Sue used craft foam for printing a grid onto her fabric. She blended two paints to give the two-toned color to her piece. With this month's kit, you will take advantage of the summer sun and print on PFD fabric using Setacolor. This is a transparent paint and works terrific to create silhouettes on fabric. The technique is very easy, so to give you a challenge we want you to work with grids - the fencing included in the kit to print with or in your composition's design.
You will be painting the diluted Setacolor onto wet fabric which you have laid on a hard surface. Unless your surface is already in the sun, it will need to be portable in order for you to move the fabric outdoors to the sun.
Diluting your Setacolor will determine the intensity of the color. The photo below shows two greens with different dilutions. Add water to get the value you prefer.
Once the fabric is colored and still wet, lay your fencing on top and put it all into the sun. The fencing must touch the cloth in order to get a defined line. You may need to soften the plastic in order for it to lay flat.
Once the paint has dried, remove the fencing to see your gridded silhouettes. Heat set the paint with your protected iron.

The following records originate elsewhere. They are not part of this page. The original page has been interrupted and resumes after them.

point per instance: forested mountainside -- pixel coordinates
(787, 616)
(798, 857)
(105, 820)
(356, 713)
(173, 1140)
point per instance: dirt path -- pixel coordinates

As you will observe, the area open to the sun stays dark, while the area covered by the grids fades to a lighter color.
We have included craft foam if you want to make your own grids. In the photo following, squares were cut from the foam and placed on the fabric. When the fabric dried and the squares were removed, the results look a little like bright windows.
The reverse image could be made by cutting the foam into this shape.
Try printing with other grids such as rug canvas, plastic needlepoint canvas, screening, other interesting fencing materials or cut your own grids as Sue did with her sample at the top of the page.